ECE2021 Presented Eposters Presented ePosters 1: Adrenal and Cardiovascular Endocrinology (8 abstracts)
1Institute of Metabolism and Systems Research, University of Birmingham, Birmingham, UK; 2Centre for Endocrinology, Diabetes and Metabolism, Birmingham Health Partners, Birmingham, UK; 3Department of Endocrinology, Queen Elizabeth Hospital, University Hospitals Birmingham NHS Foundation Trust, Birmingham, UK; 4Department of Paediatric Endocrinology and Diabetes, Birmingham Womens and Childrens Hospital NHS Foundation Trust, Birmingham, UK; 5Department of Clinical Biochemistry, Wythenshawe Hospital, Manchester University NHS Foundation Trust, Manchester, UK; 6Diurnal Ltd., Cardiff, UK; 7University of Sheffield, Sheffield, UK; 8NIHR Birmingham Biomedical Research Centre, University of Birmingham and University Hospitals Birmingham NHS Foundation Trust, Birmingham, UK
Background
Standard glucocorticoid (GC) therapy in classic congenital adrenal hyperplasia due to 21-hydroxylase deficiency (21-OHD-CAH) is often inadequate in controlling adrenal androgen excess, leading to GC over-exposure and poor health outcomes.

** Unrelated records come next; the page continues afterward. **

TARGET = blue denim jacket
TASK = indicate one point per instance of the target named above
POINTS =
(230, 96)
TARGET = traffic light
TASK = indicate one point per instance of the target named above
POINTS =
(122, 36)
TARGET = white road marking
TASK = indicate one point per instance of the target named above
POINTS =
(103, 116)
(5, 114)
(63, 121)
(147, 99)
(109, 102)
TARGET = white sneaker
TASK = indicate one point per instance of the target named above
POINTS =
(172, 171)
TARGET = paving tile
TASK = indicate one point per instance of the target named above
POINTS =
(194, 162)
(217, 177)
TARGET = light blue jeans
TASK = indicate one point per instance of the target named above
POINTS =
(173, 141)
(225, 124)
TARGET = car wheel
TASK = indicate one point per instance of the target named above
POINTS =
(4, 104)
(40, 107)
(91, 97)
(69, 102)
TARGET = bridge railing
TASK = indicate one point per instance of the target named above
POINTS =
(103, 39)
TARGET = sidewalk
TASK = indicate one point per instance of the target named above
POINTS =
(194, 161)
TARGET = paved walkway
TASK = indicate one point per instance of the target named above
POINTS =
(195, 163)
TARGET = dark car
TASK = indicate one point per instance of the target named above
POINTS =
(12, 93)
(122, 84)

A novel modified-release formulation of hydrocortisone (MR-HC, Chronocort® Diurnal Ltd. UK) has been shown to improve circulating adrenal androgen excess in 21-OHD-CAH. We investigated whether saliva and 24-h urine could be used as non-invasive tools to monitor disease control by MR-HC.
Methods
This is a sub-study of the EudraCT 2015-000711-40 and 2015-005448-32 clinical trials. Patients with 21-OHD-CAH were randomised to either MR-HC or their standard GC treatment; at 6 months all were offered MR-HC. Throughout the study, GC replacement was titrated according to serum 17OHP and A4. 24-h urine and saliva day profiles were collected at baseline (standard GC), 6 months (standard GC vs. MR-HC), and 12 months (all on MR-HC). Saliva was collected by passive drool every 2 h between 0700 h and 2300 h. Samples were analysed by LC-MS/MS (saliva) and GC-MS (24-h urine) to measure the 21-OHD-CAH marker 17-hydroxyprogesterone (17OHP in saliva; 17HP, PT, and PTONE in urine), steroids of the classic androgen pathway (A4 in saliva; An and Et in urine), the 11-oxygenated androgen pathway (11OHA4 and 11KT in saliva; 11βOHAn in urine), and the alternative pathway to dihydrotestosterone (3α5α17HP in urine).
Results
12 patients (9 women; median age 42 years, range 2168) were randomised to MR-HC (n = 4) or standard GC (n = 8). After six months, MR-HC led to a 97% decrease in salivary 17OHP (area under the curve, AUC, P 0.006), A4 (AUC -99%, P 0.029), 11OHA4 (AUC -97%, P 0.001), 11KT (AUC -100%, P 0.004), and urinary 3α5α17HP (97% median reduction, P 0.05) as compared to standard GC. A significant decrease in the 11KT/T ratio also indicated improved control of adrenal androgen excess. Urinary excretion of 17OHP and androgen metabolites also decreased on MR-HC, albeit non-significantly. This improvement in biochemical control was achieved on a lower daily GC dose of MR-HC compared to standard treatment at 6 months (MR-HC 23 mg (1535 mg); standard GC 32 mg (2538 mg)). At 12 months, MR-HC maintained excellent biochemical control, despite a further reduction of the median GC dose to 18 mg (1040 mg).
Conclusions
MR-HC treatment facilitated a significant reduction of GC dose, with non-invasive steroid monitoring comprehensively reflecting biochemical disease control.